Indeed she did, Richard, and she will always be remembered by everyone who loves jazz in Noosa.
Born in Footscray, Melbourne, she went to Louther Hall girls’ school and soon became enamoured with the Melbourne jazz scene, attending jazz dances at venues such as Leggets, Orama and Collingwood Town Hall.
Patsy’s first marriage was to trombonist Mal Wilkinson, with whom she had two daughters, Kate (deceased) and Sally, but when they parted ways she started living with and subsequently married Richard Stevens, who remembers that the four of them began a perfect relationship. Patsy ran her own successful restaurant called Patsy’s Tarts in Mornington, Victoria before they picked up and moved to Sunshine Beach in the early 1980s.
Richard recalls: “Patsy had the idea that we needed a jazz club in Noosa and the early ‘90s saw her involved in the first jazz parties and the newly-formed Noosa Heads Jazz Club Inc. Patsy greeted members at the door by name up until the last few years, and kept the books for the club until she became unwell. She had an outstanding knowledge of jazz music and Australian jazz musicians, but having had one for her first husband, she was very pleased to marry a normal bloke with a day job.”
But normal didn’t last long.
When Richard took up the tuba (later the sousaphone) at age 45, he reckons she groaned, “Oh no, not again!”

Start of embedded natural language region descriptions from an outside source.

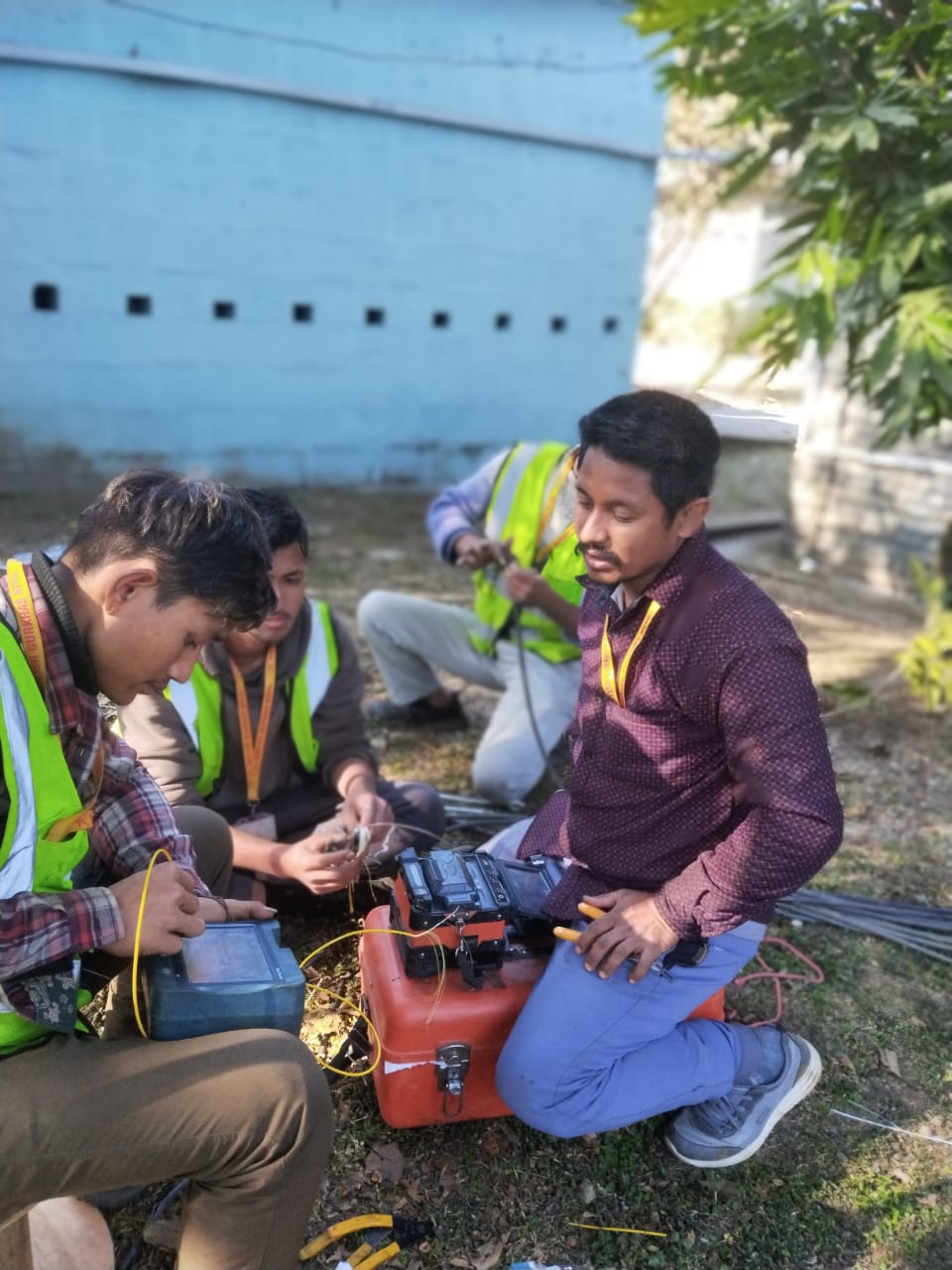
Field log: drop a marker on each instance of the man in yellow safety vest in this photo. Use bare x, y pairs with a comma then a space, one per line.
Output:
268, 731
511, 524
158, 567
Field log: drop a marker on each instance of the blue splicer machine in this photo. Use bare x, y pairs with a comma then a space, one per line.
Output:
232, 975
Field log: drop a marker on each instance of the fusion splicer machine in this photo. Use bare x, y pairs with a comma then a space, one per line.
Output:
472, 905
232, 975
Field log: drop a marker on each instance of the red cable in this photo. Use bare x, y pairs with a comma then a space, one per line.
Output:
777, 976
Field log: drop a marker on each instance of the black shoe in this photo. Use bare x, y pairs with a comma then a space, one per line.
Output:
419, 714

Fortunately she got used to Richard’s new lifestyle and his band The Jazz Factory became the backbone of the phenomenally successful Noosa Jazz Party.
Richard says: “Patsy’s involvement with her extended family was outstanding, cherishing her relationship with her girls Sally, Naomi and Sophie, her grandchildren Jack, Fynn, Lily, Holly, Amy, Sam and Tom, and great-grandchildren Archie and Leo.”
Friends and family will celebrate the life of Patsy Stevens privately this weekend.